Алексей Фомин - Время московское
— Вот смотрите, — говорил Адаш, — расставляя на столе фишки, обозначающие противостоящие друг другу войска. — Ивановская горка как бы сдавливает поле битвы. Здесь оно самое узкое, как стан, ремнем перетянутый.
— А может, здесь и встать? — предложил Сашка. — Левым флангом упереться в сады, правым — в Москву-реку. Пушки — в первую линию. Построение будет очень плотное, а пушки будут косить их в лоб картечью.
— Так будет только в первой атаке, — возразил Адаш. — Урон они, конечно, понесут серьезный, но тут же отойдут назад и станут думать, что с нами делать. И здесь сразу же напрашивается — обойти нас через Ивановскую горку или чуть глубже и ударить нам в тыл или во фланг.
— А мы на Ивановскую горку засаду определим — конный отряд, — продолжал упорствовать Сашка. — Они-то и заблокируют попытку обхода.

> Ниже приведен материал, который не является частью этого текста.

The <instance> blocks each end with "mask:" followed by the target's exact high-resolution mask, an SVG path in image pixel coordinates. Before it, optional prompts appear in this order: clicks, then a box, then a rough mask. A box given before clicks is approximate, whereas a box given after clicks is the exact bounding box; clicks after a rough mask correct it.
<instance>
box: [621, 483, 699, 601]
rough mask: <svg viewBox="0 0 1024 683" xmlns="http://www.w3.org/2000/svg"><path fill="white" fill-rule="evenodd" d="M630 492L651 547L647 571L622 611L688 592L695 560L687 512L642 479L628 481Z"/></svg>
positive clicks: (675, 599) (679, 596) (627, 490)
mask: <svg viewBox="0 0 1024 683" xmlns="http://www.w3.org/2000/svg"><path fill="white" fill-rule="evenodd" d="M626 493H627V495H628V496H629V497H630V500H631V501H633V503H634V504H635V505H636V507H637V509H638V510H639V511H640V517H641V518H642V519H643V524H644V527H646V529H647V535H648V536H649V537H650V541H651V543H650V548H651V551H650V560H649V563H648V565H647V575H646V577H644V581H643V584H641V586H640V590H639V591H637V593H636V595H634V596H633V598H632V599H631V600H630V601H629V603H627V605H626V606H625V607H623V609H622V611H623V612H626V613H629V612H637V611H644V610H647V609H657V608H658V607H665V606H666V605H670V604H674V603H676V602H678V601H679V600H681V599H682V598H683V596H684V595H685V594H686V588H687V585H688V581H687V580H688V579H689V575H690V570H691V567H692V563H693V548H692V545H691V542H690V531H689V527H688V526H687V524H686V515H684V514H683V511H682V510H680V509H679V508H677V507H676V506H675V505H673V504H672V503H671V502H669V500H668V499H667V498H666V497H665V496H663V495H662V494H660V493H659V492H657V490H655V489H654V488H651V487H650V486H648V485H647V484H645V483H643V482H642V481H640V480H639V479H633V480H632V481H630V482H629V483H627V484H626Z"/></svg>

Противник добавит сил, и мы добавим. Пошлют еще, и мы пошлем.
— Вот и получится, — резюмировал Адаш, — вместо битвы в чистом поле, где мы можем использовать свое преимущество — пушки, резня на пересеченной местности, густо покрытой лесом и прочей растительностью. Там строй не поставишь. Там будет массовая свалка, где каждый дерется сам за себя. А в бою один на один мы заведомо слабее ордынцев.
— Пожалуй, я согласен с Адашем, — сказал свое слово Николай.
— Что же ты предлагаешь? — поинтересовался Сашка.
— Отойти чуть ближе к кремлю и растянуть фронт от Москвы до Неглинки. А артиллерию поставить на левом фланге, на возвышенности. Тогда Ивановская горка будет мешать противнику атаковать широким фронтом. Их правый фланг при движении на нас будет вынужден отставать, пропуская вперед свой центр, а потом, когда те пройдут вперед, проскальзывать колонной между ними и Ивановской горкой, чтобы потом развернуться перед нашим левым флангом. Здесь обязательно у них возникнет в какой-то момент заминка, небольшое столпотворение. В этот момент и ударят наши пушки по стыку их центра и правого фланга. Надо даже дать команду пушкарям, чтобы заранее навели свои пушки на подошву Ивановской горки.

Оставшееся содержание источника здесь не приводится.